Another commenter replied to the thread and argued that a user with unfettered access could blow up the HMC. Then this came up, concerning education:

“Second: this is digging into a much larger area so I’ll try to keep it short. The reason that so few capable admins for AIX are there is because IBM did (and, IMHO, still does) a very bad job at educating them. If I am a Linux admin and want to hone my skills I get myself a PC for $300 and start hacking. I will perhaps make it go FUBAR a few times but all this will teach me valuable lessons and I will be all the more capable once I work on really productive systems professionally. If I am an AIX admin I do… what? Buy myself a system for ~ $20k only to find out I can’t even create an LPAR because I need to shell out another $50k in various licenses for one thing or the other? This might be OK for a bank, but is beyond my financial reach.”

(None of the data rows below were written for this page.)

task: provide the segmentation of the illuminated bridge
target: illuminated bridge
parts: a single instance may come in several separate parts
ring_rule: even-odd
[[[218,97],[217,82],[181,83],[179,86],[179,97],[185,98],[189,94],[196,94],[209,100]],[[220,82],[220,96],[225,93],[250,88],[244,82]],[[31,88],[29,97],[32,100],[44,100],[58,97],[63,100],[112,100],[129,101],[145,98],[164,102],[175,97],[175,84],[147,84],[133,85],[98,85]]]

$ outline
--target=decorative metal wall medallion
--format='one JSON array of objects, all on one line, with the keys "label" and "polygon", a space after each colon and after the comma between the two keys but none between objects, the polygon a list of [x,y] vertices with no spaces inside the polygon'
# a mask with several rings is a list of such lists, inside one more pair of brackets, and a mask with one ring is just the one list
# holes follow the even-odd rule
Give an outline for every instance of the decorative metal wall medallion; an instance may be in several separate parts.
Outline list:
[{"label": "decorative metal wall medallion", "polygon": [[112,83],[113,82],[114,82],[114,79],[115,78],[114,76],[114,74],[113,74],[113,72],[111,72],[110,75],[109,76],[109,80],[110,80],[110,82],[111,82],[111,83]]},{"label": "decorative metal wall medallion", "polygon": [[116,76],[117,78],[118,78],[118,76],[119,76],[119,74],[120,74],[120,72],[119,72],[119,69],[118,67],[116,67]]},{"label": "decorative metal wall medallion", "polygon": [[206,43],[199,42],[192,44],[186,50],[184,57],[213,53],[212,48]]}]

I’ve written plenty about education over the years (for starters, herehere and here), and I do believe this continues to be a problem.

This is from another commenter:

“I can agree with most of what has been said above, I can understand IBM wanting to lock the HMC appliance down as much as possible and I understand the sysadmin desire to have full control of any machine on the network as Bakunin says – if there’s not a competency issue. In truth, my main reason for coming down on the restricted side of this argument is exactly that – competency! I have a number of systems that have been up and running for longer than many of my support contacts have been systems admins, I don’t actually have privileged access to many of the systems – I have elevated access or “root” access on none of the systems. Should I need root access, it has to be requested, approved and I am issued with a one-time password.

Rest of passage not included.